Upstream of our campsite, Citadel Rock, a dark upthrust of igneous rock stood resolute and imposing, just yards off the riverbank. Downstream, Hole-In-the-Wall cliff reflected the softening light, its white face changing colors as the evening waned and the clouds parted. We found wood dry enough for a fire and nestled our hydrating meals beneath our layers as they steeped with just-boiled water, unwilling to let any heat source go to waste. Swallows flew through the air like fighter pilots, gulping spring bugs. Canada geese honked in the distance. Redwing blackbirds flitted among the thin willows. It was stunningly beautiful.
Before we went to sleep, I pulled up the screenshot I’d grabbed of the weather forecast. Tomorrow promised cold sunshine…and a lot of wind.

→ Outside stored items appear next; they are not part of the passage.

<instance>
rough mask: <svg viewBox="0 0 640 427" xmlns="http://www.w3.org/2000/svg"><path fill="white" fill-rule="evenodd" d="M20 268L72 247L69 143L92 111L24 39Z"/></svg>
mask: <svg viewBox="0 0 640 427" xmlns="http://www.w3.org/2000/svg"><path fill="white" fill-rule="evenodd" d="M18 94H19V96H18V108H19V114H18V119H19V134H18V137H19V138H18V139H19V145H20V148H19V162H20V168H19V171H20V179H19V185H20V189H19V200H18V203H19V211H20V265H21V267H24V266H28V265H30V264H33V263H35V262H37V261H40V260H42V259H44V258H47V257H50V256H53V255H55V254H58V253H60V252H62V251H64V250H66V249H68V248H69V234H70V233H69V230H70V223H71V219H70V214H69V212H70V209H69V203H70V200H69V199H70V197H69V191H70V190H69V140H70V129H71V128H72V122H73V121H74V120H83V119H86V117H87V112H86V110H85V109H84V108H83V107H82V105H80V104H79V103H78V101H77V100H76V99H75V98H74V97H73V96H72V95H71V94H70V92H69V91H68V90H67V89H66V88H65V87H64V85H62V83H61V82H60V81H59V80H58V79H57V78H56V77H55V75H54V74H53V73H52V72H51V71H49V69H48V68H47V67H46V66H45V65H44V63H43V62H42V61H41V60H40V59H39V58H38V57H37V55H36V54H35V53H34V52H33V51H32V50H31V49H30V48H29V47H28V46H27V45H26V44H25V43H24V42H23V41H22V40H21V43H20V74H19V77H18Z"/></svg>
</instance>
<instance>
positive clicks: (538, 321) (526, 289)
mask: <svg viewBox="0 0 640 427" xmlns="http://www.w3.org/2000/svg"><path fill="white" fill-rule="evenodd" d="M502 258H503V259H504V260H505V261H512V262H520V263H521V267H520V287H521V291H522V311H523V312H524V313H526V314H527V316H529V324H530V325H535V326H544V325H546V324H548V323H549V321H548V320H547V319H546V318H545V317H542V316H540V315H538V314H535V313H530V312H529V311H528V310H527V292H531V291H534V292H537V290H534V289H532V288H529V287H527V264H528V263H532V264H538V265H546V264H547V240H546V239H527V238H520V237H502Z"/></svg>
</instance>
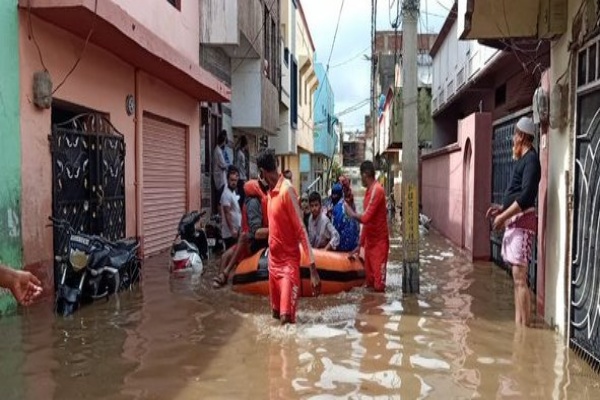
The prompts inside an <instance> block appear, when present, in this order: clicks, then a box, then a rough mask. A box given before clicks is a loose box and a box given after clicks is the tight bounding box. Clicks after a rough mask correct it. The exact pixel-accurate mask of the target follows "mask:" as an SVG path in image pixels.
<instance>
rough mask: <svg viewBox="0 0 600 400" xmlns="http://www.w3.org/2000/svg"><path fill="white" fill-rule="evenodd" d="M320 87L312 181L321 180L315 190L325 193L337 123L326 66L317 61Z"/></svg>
mask: <svg viewBox="0 0 600 400" xmlns="http://www.w3.org/2000/svg"><path fill="white" fill-rule="evenodd" d="M315 70H316V73H317V79H318V80H319V87H318V88H317V91H316V92H315V95H314V97H315V99H314V103H313V104H314V120H315V124H314V125H315V131H314V132H315V133H314V153H313V155H312V157H311V160H310V161H311V176H310V179H309V180H310V181H311V182H312V181H315V180H317V179H318V180H319V181H318V182H317V183H316V184H315V187H314V190H316V191H318V192H319V193H325V191H327V190H328V189H329V186H330V184H329V183H330V182H329V181H330V180H331V179H332V177H331V176H330V175H331V166H332V163H333V156H334V155H335V152H336V150H337V149H336V145H337V140H338V139H337V136H336V132H335V129H334V128H335V125H336V124H337V119H336V117H335V97H334V94H333V89H332V87H331V83H330V82H329V77H328V76H327V71H326V70H325V66H324V65H323V64H321V63H317V64H316V66H315Z"/></svg>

We put on the river in golden morning light, but the wind was already lashing the Missouri into a white-capped frenzy. The bright sun buoyed our spirits but offered no real warmth. Resting wasn’t an option. At each bend, the gusts grew even more intense. We battled back and forth across the wide river, braving the wind-whipped waves and the threat of a capsize, to avoid the worst of it. At one point, we resorted to walking the boards along the shore to make downstream progress.
Despite the conditions, we made solid, if slow, progress and reached our campsite by mid-afternoon. We were only 12 miles from the final take out but decided to rest our overworked arms and stay put for the night. I spent the afternoon hiking through the sage-covered hills behind the campsite, snapping photos, and relishing the chance to move my legs and explore this unspoiled country.
I realized that if the weather had cooperated and we had stuck to my original plan, we would have seen the entire Wild and Scenic Section, but we wouldn’t have experienced it in the same way. The weather forced us to slow down and slowing down allowed us to see more closely, to listen, and to reflect. Instead of being frustrated with our shortened itinerary and with the difficult conditions, I felt grateful.
Over dinner, Brian shared funny stories of his time in Africa and India – the time he camped on a volcano and woke up to lava pouring down the hillside. The campfire crackled and hissed while the sun slowly dropped behind the horizon, casting the high thin clouds in a changing palette of orange, purple, and yellow. When twilight finally gave way to night, I crawled into the tent. Brian was already asleep.
The final 12 miles didn’t give up easily. The headwind we had been battling for days remained our constant foe. But our rhythm was set: paddle for an hour or so, clamor off the boards to stretch stiff legs and aching knees, eat a snack, repeat. When we finally clawed our way to the takeout, we’d been on the water for about three hours. Brian once again offered to meet me a few days later, 50 miles downstream, and I considered it. For a moment.
When the truck finally rolled off of the muddy dirt road and onto pavement, 45 minutes from the takeout, Brian said: “Well, that didn’t kill us.”
We both responded at the same time:
Me: “Not even close.”
Then we laughed. Home was just a few hour’s drive away.